In the basement of a dark and labyrinthine prison, to which he has been sent for an as yet unspecified crime, the new arrival – or “Roman” – is instructed to mount a podium and tell a story that will last until dawn, and told that failure will mean certain death. The Roman’s tale - an account of the life and career of a gang leader known as the Zama King - is blatantly fictionalised, beginning in what appears to be pre-colonial West Africa and containing other impossible elements such as a duel between two sorcerers, but in its later chapters it moves to present-day Abidjan and is interwoven with the country’s political upheavals circa 2010. His fellow inmates, who presumably want the Roman to believe that the threat of execution is real, but don’t want to have to kill him because that would deprive them of their only source of entertainment, help him out, embellishing his performance with close-harmony singing and interpretative dance. The story-within-story is brought to life on screen in a way that draws upon a number of genres and cinematic styles – costume drama, epic, fantasy, neorealism and newsreel footage.
The jail scenes are very atmospheric and menacing, and I was highly impressed by the production design, camerawork, and Kone's performance as the reluctant raconteur. We normally think of the dominant mood in prisons as being one of fatalism and apathy, but here it is one of suppressed energy and lust for life, and we get a striking contrast between the boisterous effervescence of the other inmates and the Roman’s apparent naivety and vulnerability. The writer and director deliberately take a non-realistic approach, steering clear of prison drama clichés, and adding some slightly kooky touches, such as an unexplained white man in the otherwise all-black jail who goes around with a pet hen on his shoulder.

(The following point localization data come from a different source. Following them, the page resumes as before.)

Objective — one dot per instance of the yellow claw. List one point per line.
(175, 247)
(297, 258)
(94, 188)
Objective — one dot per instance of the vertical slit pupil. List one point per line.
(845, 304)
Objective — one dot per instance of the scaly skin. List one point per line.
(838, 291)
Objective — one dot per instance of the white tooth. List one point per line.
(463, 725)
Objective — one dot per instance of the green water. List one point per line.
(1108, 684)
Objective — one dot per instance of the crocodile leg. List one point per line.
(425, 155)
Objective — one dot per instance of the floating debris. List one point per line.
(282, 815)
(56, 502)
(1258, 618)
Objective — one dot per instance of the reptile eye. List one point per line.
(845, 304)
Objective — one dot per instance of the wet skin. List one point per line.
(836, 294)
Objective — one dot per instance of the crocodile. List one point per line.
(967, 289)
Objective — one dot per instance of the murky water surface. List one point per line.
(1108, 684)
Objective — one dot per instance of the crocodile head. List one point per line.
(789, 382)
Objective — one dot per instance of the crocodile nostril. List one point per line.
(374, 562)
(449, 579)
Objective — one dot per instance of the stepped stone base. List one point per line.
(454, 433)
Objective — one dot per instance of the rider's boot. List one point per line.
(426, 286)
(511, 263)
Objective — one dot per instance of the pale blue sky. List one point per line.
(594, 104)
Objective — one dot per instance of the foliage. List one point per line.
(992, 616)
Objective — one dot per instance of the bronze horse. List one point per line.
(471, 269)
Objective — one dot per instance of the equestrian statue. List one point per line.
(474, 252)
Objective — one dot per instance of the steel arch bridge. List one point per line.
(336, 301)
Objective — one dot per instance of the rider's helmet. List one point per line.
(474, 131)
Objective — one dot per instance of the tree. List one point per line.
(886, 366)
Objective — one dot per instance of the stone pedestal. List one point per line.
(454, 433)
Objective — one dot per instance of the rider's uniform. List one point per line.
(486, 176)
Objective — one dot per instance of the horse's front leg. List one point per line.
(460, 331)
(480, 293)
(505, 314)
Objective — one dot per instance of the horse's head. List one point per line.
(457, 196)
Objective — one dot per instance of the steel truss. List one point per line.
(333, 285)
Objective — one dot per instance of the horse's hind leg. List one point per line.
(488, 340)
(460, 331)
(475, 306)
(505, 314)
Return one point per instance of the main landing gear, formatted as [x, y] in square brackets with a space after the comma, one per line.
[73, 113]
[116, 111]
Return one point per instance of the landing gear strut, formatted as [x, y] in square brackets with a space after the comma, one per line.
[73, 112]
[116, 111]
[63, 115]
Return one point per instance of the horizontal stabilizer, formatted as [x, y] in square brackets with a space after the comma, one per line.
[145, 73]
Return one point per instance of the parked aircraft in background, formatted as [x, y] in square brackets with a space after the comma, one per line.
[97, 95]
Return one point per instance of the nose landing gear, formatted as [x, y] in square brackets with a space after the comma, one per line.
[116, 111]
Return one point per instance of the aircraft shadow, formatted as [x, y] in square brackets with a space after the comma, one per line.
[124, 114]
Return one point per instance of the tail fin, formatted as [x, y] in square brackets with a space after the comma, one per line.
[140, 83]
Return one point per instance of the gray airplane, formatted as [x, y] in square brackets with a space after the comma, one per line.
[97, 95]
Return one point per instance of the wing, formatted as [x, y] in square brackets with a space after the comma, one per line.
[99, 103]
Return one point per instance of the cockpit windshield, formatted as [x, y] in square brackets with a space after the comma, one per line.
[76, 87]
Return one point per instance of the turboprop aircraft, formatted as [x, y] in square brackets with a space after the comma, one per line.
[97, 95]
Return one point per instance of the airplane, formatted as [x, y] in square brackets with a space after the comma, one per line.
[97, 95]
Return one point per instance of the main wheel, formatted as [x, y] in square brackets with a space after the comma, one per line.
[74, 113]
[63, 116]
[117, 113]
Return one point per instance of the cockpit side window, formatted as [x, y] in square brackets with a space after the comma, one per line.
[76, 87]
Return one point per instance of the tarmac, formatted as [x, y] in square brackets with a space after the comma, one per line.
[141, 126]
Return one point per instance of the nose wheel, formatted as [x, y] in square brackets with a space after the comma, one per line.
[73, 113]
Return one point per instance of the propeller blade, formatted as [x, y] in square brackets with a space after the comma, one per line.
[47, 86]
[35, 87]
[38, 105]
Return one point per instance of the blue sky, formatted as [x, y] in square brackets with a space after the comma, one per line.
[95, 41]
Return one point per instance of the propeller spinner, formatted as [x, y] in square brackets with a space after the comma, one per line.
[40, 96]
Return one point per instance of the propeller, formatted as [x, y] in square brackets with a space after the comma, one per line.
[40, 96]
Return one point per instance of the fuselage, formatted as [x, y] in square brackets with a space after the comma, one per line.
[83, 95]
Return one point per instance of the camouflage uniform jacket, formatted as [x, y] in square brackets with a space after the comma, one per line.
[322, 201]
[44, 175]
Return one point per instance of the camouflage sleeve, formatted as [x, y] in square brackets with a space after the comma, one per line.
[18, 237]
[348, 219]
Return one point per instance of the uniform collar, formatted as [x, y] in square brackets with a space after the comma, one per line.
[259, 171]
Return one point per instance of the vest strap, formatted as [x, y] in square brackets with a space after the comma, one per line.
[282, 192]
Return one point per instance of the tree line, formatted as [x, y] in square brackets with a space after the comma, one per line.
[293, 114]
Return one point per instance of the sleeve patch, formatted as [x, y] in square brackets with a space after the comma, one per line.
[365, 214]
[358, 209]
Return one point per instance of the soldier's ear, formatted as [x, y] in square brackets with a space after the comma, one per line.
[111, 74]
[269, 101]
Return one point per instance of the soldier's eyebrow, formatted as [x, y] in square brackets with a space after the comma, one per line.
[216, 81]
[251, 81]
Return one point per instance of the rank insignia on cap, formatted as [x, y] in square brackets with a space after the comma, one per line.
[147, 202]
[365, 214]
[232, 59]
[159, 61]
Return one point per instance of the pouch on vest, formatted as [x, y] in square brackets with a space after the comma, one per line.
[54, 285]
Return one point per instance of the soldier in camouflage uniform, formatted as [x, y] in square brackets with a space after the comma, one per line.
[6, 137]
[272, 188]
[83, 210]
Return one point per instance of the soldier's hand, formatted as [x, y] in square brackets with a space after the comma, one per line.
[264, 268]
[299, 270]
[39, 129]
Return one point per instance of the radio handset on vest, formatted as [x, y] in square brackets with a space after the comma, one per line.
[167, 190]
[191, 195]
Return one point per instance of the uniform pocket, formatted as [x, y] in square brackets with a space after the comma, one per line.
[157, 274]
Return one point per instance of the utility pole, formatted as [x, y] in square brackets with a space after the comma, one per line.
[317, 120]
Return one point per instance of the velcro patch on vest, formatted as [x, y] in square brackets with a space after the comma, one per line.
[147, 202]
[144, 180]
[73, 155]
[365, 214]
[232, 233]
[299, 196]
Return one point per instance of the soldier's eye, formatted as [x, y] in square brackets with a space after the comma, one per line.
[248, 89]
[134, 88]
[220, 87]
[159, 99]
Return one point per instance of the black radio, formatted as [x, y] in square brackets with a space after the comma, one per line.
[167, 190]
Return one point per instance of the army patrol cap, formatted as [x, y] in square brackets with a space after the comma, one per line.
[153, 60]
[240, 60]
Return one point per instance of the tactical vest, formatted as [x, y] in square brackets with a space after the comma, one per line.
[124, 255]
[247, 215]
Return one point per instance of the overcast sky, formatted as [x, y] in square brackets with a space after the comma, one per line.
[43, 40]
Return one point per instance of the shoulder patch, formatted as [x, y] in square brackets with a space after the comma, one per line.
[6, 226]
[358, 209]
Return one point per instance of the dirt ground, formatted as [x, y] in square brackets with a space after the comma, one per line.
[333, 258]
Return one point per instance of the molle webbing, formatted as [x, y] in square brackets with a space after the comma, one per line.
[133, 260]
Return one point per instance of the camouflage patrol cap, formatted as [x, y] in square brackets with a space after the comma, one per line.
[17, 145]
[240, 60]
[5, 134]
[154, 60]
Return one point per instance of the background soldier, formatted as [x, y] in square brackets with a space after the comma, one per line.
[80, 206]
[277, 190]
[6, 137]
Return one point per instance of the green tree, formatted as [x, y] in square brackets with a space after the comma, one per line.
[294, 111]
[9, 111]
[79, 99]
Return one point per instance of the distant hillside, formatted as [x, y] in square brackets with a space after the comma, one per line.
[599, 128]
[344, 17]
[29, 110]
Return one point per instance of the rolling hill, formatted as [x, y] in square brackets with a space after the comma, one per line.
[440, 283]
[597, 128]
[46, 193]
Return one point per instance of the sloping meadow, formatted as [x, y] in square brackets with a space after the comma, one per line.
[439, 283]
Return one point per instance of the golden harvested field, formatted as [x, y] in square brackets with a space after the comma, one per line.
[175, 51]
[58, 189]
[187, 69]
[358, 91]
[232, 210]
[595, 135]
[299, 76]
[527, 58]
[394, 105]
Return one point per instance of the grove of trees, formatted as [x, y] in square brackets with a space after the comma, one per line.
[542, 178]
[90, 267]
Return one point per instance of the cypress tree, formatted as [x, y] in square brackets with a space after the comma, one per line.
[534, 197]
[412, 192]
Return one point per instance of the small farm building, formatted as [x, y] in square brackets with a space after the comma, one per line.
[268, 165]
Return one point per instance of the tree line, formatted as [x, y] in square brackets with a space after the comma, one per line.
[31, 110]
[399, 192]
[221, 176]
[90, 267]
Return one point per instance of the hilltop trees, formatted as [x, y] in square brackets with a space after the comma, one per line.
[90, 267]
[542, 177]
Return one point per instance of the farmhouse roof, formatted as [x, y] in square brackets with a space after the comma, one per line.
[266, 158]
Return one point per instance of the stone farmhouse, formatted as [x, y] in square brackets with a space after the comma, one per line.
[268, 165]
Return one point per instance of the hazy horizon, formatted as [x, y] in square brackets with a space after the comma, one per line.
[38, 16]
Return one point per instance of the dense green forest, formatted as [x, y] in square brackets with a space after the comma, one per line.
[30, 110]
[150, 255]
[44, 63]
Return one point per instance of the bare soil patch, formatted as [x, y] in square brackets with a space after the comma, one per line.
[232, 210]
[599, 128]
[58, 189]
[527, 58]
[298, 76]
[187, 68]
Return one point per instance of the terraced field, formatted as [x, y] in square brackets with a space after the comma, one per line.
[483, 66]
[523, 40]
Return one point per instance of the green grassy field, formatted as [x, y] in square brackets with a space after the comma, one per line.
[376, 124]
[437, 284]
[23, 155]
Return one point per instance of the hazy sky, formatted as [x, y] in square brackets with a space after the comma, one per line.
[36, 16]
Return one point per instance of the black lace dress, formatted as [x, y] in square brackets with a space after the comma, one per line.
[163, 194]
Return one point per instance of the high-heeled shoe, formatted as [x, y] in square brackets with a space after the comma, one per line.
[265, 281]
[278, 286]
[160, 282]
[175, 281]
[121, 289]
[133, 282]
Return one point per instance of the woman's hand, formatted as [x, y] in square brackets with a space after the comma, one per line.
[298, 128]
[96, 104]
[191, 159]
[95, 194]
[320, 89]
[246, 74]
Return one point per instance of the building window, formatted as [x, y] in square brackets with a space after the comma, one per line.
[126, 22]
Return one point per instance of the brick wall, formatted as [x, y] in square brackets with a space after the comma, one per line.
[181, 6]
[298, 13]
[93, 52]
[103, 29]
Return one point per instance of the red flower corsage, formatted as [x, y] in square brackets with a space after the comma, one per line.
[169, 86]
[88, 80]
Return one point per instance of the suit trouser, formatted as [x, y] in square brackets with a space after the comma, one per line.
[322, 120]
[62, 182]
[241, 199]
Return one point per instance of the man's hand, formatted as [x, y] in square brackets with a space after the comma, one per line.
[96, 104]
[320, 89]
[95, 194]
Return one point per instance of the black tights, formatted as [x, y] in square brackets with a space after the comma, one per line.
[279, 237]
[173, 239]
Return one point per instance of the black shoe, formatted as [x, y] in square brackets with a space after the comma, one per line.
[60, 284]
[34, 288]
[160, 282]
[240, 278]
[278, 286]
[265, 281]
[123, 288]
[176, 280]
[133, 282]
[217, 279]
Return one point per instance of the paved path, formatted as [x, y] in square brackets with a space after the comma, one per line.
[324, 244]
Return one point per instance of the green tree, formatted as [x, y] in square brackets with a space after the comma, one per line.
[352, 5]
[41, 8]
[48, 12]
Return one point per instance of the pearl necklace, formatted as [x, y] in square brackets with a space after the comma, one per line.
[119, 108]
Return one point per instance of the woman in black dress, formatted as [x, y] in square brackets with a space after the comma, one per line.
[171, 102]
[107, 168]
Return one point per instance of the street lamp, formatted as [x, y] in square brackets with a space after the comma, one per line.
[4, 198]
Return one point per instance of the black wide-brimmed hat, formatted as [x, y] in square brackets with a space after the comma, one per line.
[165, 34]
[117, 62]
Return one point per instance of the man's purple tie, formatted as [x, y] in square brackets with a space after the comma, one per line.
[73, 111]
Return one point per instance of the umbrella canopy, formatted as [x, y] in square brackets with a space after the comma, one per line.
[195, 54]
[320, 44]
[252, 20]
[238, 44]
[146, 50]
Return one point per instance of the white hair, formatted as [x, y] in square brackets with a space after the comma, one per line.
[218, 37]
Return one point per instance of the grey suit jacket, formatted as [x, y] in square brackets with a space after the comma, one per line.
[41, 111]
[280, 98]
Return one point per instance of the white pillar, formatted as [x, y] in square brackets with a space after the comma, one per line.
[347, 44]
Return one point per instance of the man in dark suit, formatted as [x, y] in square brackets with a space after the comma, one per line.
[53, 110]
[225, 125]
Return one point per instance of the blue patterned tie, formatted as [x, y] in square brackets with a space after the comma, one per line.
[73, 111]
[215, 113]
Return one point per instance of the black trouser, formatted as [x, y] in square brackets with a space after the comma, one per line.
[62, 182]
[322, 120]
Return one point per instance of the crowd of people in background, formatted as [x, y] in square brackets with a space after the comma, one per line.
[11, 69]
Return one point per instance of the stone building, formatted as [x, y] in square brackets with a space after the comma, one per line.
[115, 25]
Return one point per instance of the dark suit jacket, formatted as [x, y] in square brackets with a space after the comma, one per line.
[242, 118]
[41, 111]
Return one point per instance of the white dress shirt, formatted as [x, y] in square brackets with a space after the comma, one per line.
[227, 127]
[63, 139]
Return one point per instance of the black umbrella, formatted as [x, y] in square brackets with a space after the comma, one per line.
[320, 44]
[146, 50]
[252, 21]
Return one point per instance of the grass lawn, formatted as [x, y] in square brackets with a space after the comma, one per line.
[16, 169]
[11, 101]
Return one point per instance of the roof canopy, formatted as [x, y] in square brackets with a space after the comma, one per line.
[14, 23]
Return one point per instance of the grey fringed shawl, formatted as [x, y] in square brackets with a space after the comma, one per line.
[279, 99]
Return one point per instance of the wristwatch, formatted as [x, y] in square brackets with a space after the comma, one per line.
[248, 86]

One arguable shortcoming is that the narrative is too fragmented, with excessive cutting between present and past. Whilst this does serve to dissipate tension somewhat, I feel it is artistically justified. For these men, *everything* is fragmented, incomplete and makeshift. The chopping-up of the narrative reflects the way their own lives have been chopped up by poverty, violence and incarceration - or at least that’s my take on it. Another possible criticism is that the concurrent plot thread, that of Blackbeard’s associates and rivals jostling to become the new prison godfather, isn’t very dramatic, since Blackbeard is dying anyway and there’s no obvious reason why we should care who becomes the new boss. Again, this may be an allegory for Ivorian politics, in which I’m not well versed.
But this is still one of the most ambitious and original films a year, although what you take from it is up to you. For me, it's a celebration of creativity and art as something that naturally belong to the working class not the elites, an exploration of how we use myths and stories to compensate for our lack of power in the real world. It could even be viewed as an interrogation of our own relationship with truth. It is easy to sneer at someone for trying to reinvent a two-bit street hoodlum as a legendary warrior - or "king" - but if we’re honest, we ourselves don’t always want the unvarnished actualité as much as we think we do.